11 of 12 people found the following review helpful
"What now" redux,
This review is from: Raspberry Pi Hacks: Tips & Tools for Making Things with the Inexpensive Linux Computer (Paperback)
Vine Customer Review of Free Product (What's this?)
When I reviewed Raspberry Pi Projects for the Evil Genius a while back, I considered it a necessary addition to any RPi hackers library. This too serves a similar purpose, with a lot more material, presented by two people involved in Fedora Linux. While Pidora seems to lag behind the RPi OS pack overall, this doesn't get in the way of doing a very effective job of giving you many, many projects of both traditional and physical computing natures.
Some of what's in here is pretty oldschool - people have been running Asterisk PBXes for a long time and the process isn't appreciably different on the Pi. Some of the projects do address some needs unique to the RPi and its market space; for example, there's extensive instructions on building a GCC cross-compiler toolchain to get around the long compile times for work done on the Pi itself. It also makes instructions available for some common second-computer uses like arcade emulation and (one of the RPi's most popular uses) media computing.
But what you came for are the things that the Pi is especially good for - portability and physical computing. It delivers quite effectively too; controlling a camera via gphoto, for example, or a car-mounted geocache tracker with an off-the-shelf GPS module, or controlling a 3D printer, or even something as mundane as a plant waterer.

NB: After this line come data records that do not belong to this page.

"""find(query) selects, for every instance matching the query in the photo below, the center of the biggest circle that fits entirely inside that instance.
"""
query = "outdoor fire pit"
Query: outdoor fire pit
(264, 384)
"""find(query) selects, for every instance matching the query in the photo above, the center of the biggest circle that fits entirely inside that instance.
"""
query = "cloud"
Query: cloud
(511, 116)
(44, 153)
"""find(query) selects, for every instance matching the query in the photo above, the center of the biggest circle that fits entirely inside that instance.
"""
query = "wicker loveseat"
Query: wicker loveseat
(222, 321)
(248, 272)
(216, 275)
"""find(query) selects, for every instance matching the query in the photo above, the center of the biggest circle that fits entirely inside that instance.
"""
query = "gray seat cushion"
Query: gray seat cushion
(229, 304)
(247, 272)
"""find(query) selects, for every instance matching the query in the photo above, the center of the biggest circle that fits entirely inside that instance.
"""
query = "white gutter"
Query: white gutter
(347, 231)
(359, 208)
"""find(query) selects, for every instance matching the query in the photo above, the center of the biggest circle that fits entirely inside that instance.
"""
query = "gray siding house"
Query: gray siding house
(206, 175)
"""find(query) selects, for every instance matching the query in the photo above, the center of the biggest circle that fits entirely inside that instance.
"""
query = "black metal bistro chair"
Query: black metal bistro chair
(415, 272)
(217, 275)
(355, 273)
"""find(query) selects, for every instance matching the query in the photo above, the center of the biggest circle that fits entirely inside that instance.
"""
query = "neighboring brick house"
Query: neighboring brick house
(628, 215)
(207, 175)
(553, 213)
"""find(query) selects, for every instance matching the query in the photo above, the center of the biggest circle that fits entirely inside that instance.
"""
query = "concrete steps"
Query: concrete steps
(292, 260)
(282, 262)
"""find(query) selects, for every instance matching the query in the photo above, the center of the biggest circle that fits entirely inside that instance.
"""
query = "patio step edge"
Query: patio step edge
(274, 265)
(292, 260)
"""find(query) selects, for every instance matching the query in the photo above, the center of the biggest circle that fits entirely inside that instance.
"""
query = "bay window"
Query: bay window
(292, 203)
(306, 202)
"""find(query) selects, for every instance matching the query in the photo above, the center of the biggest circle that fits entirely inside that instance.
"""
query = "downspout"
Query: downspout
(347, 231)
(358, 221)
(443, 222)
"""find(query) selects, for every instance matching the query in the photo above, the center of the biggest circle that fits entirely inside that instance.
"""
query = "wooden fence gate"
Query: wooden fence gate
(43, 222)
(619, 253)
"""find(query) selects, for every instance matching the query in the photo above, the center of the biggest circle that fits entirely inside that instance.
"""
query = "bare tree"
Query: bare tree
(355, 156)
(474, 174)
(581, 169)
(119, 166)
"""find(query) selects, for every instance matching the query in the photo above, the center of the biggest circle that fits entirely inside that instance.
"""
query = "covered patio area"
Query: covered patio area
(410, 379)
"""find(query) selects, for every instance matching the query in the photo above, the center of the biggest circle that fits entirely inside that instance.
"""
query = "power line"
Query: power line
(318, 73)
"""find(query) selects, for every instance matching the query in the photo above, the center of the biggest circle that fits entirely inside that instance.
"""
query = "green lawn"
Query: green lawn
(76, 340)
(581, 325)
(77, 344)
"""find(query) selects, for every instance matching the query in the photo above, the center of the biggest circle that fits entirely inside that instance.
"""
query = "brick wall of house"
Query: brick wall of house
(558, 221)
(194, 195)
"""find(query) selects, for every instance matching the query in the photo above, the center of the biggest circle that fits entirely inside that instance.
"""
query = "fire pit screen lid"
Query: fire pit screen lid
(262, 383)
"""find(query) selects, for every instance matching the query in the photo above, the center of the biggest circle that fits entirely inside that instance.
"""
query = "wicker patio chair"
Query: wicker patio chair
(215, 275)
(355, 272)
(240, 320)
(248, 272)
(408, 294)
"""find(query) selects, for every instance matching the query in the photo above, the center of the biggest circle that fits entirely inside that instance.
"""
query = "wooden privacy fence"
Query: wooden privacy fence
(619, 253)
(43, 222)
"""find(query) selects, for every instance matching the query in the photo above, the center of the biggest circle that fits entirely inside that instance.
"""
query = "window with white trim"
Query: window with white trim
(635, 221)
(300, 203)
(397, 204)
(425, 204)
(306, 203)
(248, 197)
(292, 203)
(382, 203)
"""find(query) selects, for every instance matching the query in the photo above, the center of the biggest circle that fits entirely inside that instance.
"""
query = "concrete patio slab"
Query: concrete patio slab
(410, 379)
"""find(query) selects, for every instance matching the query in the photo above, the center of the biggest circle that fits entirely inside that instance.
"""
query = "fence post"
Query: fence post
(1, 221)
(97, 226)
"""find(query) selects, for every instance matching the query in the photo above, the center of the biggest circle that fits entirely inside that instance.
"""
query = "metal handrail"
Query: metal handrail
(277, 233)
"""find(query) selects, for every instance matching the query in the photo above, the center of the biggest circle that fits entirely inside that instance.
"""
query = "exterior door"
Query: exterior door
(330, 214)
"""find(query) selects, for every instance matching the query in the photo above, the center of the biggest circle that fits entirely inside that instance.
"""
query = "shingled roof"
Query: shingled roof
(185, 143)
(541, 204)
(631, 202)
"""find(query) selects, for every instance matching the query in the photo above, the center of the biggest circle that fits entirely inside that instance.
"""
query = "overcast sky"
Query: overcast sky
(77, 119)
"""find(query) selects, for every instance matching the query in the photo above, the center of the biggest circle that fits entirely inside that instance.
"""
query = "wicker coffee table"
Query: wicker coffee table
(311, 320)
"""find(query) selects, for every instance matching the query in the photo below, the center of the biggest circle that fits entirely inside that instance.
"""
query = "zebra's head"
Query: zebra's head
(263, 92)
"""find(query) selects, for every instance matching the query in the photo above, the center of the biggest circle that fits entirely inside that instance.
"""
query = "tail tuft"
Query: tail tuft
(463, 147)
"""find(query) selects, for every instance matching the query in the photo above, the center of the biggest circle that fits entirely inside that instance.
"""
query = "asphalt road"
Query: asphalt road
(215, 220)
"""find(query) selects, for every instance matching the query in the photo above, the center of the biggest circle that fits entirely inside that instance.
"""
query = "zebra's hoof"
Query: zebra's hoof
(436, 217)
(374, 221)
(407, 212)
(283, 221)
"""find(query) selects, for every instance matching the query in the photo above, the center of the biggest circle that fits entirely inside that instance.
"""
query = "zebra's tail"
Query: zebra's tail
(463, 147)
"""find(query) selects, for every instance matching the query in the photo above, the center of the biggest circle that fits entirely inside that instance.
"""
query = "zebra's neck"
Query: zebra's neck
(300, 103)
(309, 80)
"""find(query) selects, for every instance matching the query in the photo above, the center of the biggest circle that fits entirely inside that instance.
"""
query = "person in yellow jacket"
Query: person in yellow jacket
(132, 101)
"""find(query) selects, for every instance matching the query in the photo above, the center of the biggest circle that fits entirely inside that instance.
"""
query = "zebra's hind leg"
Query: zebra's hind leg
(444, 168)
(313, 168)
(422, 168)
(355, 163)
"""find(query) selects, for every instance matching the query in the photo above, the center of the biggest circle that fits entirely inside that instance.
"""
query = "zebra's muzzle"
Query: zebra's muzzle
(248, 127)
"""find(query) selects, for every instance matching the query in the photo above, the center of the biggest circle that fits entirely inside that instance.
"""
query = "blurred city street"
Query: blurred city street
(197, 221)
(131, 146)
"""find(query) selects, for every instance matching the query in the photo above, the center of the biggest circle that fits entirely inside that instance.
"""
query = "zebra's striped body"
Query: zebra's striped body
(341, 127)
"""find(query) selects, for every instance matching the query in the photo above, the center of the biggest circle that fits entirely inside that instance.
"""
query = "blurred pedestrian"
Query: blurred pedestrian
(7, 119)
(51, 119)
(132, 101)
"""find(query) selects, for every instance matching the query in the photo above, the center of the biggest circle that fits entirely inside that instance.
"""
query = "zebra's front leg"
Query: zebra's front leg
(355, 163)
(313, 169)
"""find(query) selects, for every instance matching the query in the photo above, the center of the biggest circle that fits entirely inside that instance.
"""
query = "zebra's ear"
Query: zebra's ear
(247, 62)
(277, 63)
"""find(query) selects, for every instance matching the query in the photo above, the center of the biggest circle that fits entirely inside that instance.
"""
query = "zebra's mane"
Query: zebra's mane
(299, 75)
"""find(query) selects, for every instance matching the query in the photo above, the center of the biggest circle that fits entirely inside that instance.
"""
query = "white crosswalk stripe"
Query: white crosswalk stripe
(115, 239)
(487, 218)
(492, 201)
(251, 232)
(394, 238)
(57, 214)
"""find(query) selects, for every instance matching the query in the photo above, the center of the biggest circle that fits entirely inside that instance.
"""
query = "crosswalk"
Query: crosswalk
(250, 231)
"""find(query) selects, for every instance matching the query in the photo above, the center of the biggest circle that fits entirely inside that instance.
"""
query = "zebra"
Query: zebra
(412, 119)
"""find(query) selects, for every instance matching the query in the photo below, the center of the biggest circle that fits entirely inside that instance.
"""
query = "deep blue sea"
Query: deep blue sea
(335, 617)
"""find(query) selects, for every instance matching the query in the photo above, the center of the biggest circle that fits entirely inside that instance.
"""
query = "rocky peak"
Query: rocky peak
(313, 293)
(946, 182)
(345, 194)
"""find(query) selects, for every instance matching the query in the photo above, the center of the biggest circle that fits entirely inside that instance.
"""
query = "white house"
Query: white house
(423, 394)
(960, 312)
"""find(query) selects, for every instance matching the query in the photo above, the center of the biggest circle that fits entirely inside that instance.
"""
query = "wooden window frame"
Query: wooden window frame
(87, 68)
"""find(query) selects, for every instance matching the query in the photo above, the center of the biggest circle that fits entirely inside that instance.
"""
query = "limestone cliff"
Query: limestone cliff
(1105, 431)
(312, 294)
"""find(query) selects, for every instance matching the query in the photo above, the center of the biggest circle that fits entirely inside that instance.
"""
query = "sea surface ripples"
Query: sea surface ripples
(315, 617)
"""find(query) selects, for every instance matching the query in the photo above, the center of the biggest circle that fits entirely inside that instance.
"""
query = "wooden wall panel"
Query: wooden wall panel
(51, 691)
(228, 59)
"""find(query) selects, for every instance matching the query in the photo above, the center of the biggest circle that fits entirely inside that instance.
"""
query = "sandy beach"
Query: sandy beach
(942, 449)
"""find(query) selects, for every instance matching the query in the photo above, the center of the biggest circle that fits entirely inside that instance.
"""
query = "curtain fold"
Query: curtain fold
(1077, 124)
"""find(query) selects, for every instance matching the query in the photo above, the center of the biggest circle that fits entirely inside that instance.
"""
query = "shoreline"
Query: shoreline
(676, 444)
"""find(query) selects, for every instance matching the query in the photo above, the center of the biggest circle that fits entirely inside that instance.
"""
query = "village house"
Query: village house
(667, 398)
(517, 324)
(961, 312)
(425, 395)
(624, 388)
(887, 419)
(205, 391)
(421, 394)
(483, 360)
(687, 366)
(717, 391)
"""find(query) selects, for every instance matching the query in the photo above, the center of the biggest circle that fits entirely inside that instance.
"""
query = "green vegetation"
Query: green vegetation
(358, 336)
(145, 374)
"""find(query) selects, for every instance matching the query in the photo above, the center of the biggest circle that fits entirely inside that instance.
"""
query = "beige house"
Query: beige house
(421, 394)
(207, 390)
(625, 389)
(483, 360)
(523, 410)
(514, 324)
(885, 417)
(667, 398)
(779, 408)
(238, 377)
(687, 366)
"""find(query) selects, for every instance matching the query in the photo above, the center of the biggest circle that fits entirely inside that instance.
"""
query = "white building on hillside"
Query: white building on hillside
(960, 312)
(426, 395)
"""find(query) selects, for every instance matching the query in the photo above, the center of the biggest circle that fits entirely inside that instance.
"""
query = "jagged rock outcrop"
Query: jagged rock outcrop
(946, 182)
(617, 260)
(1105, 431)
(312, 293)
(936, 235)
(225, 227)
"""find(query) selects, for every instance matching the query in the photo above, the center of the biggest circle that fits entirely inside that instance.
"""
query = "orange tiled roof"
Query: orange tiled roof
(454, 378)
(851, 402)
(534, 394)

There's even some truly off-the-wall stuff like waterproofing the board with a hydrophobic paint from Rustoleum.
It does come up a bit short in some ways, though; while it's largely distro-agnostic and makes some use of Adafruit's Occidentalis distro for some physical computing projects, it pretty much ignores RISCOS entirely. And for some reason the software radio receiver project doesn't have a transmitter companion. Other than that, though, this is a must-purchase for anyone who wants to do more than noodle around in Scratch or Python.